07-12-2012, 12:34 PM
Principles of Distributed Database Systems
1Principles of Distributed.pdf (Size: 4.37 MB / Downloads: 36)
Introduction
Distributed database system (DDBS) technology is the union of what appear to
be two diametrically opposed approaches to data processing: database system and
computer network technologies. Database systems have taken us from a paradigm
of data processing in which each application defined and maintained its own data
(Figure 1.1) to one in which the data are defined and administered centrally (Figure
1.2). This new orientation results in data independence, whereby the application
programs are immune to changes in the logical or physical organization of the data,
and vice versa.
One of the major motivations behind the use of database systems is the desire
to integrate the operational data of an enterprise and to provide centralized, thus
controlled access to that data. The technology of computer networks, on the other
hand, promotes a mode of work that goes against all centralization efforts. At first
glance it might be difficult to understand how these two contrasting approaches can
possibly be synthesized to produce a technology that is more powerful and more
promising than either one alone.
Distributed Data Processing
The term distributed processing (or distributed computing) is hard to define precisely.
Obviously, some degree of distributed processing goes on in any computer system,
even on single-processor computers where the central processing unit (CPU) and input/
output (I/O) functions are separated and overlapped. This separation and overlap
can be considered as one form of distributed processing. The widespread emergence
of parallel computers has further complicated the picture, since the distinction between
distributed computing systems and some forms of parallel computers is rather
vague.
In this book we define distributed processing in such a way that it leads to a
definition of a distributed database system. The working definition we use for a
distributed computing system states that it is a number of autonomous processing
elements (not necessarily homogeneous) that are interconnected by a computer
network and that cooperate in performing their assigned tasks. The “processing
element” referred to in this definition is a computing device that can execute a
program on its own. This definition is similar to those given in distributed systems
textbooks (e.g., [Tanenbaum and van Steen, 2002] and [Colouris et al., 2001]).
What is a Distributed Database System?
We define a distributed database as a collection of multiple, logically interrelated
databases distributed over a computer network. A distributed database management
system (distributed DBMS) is then defined as the software system that permits the
management of the distributed database and makes the distribution transparent to the
users. Sometimes “distributed database system” (DDBS) is used to refer jointly to
the distributed database and the distributed DBMS. The two important terms in these
definitions are “logically interrelated” and “distributed over a computer network.”
They help eliminate certain cases that have sometimes been accepted to represent a
DDBS.
Data Delivery Alternatives
In distributed databases, data are “delivered” from the sites where they are stored to
where the query is posed.
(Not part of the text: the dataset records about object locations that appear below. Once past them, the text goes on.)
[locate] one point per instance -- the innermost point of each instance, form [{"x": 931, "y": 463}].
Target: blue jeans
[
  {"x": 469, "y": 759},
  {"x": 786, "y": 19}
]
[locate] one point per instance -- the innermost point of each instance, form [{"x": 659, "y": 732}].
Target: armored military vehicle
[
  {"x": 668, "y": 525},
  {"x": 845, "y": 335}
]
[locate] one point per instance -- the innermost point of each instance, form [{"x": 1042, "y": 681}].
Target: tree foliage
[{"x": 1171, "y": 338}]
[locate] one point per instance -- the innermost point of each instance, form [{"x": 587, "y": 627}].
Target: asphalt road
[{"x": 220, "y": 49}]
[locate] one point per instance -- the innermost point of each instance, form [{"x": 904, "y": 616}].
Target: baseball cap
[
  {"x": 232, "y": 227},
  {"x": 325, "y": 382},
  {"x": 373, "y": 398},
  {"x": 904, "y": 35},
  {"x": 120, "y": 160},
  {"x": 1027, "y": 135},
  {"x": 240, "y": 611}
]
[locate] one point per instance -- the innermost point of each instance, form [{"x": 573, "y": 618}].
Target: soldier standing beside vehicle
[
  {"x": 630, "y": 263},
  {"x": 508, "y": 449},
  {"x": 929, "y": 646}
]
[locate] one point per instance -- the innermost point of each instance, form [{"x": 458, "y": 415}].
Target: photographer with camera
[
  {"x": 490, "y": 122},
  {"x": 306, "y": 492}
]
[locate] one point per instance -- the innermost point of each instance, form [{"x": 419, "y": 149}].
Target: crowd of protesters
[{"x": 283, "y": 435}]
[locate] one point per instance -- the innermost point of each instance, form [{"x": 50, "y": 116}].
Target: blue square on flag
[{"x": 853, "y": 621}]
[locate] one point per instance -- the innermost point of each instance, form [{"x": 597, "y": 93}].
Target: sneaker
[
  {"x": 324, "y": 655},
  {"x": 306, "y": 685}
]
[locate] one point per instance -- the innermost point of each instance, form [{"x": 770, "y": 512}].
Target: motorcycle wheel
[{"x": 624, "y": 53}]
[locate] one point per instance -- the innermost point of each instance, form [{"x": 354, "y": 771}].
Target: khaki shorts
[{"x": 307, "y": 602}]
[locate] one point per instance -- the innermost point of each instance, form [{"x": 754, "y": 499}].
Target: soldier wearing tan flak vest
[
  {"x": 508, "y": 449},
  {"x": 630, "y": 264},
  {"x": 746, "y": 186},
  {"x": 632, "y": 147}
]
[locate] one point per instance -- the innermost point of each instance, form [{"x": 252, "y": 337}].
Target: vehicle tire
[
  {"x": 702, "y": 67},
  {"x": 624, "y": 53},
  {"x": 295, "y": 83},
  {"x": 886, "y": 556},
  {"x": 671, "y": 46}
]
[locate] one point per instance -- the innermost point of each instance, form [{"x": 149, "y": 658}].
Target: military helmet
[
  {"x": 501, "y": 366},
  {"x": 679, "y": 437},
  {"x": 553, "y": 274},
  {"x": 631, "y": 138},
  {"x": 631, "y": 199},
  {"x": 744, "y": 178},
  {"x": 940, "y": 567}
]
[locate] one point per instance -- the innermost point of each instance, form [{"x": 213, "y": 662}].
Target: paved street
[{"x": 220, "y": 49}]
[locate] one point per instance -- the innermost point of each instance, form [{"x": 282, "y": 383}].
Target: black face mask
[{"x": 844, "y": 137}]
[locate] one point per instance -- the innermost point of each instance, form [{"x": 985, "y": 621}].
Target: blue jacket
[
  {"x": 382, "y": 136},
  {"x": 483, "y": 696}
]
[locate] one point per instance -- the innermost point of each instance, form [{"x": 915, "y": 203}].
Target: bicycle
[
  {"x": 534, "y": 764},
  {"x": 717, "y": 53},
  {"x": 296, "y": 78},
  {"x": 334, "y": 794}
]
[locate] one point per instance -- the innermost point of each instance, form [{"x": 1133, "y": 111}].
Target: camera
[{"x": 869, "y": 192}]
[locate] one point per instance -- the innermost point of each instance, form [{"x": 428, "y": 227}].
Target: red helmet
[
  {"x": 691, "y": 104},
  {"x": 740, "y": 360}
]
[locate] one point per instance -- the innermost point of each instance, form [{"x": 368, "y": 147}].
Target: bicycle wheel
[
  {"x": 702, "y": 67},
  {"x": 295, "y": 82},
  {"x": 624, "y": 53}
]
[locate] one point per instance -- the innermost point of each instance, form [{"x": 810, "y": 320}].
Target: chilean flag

We characterize the data delivery alternatives along three
orthogonal dimensions: delivery modes, frequency and communication methods. The
combinations of alternatives along each of these dimensions (that we discuss next)
provide a rich design space.
The alternative delivery modes are pull-only, push-only and hybrid. In the pullonly
mode of data delivery, the transfer of data from servers to clients is initiated
by a client pull. When a client request is received at a server, the server responds by
locating the requested information.
Promises of DDBSs
Many advantages of DDBSs have been cited in literature, ranging from sociological
reasons for decentralization [D’Oliviera, 1977] to better economics. All of these can
be distilled to four fundamentals which may also be viewed as promises of DDBS
technology: transparent management of distributed and replicated data, reliable
access to data through distributed transactions, improved performance, and easier
system expansion. In this section we discuss these promises and, in the process,
introduce many of the concepts that we will study in subsequent chapters.
Data Independence
Data independence is a fundamental form of transparency that we look for within a
DBMS. It is also the only type that is important within the context of a centralized
DBMS. It refers to the immunity of user applications to changes in the definition and
organization of data, and vice versa.
As is well-known, data definition occurs at two levels. At one level the logical
structure of the data are specified, and at the other level its physical structure. The
former is commonly known as the schema definition, whereas the latter is referred
to as the physical data description.
Replication Transparency
The issue of replicating data within a distributed database is introduced in Chapter
3 and discussed in detail in Chapter 13. At this point, let us just mention that for
performance, reliability, and availability reasons, it is usually desirable to be able
to distribute data in a replicated fashion across the machines on a network. Such
replication helps performance since diverse and conflicting user requirements can be
more easily accommodated. For example, data that are commonly accessed by one
user can be placed on that user’s local machine as well as on the machine of another
user with the same access requirements. This increases the locality of reference.
Furthermore, if one of the machines fails, a copy of the data are still available on
another machine on the network. Of course, this is a very simple-minded description
of the situation. In fact, the decision as to whether to replicate or not, and how many
copies of any database object to have, depends to a considerable degree on user
applications. We will discuss these in later chapters.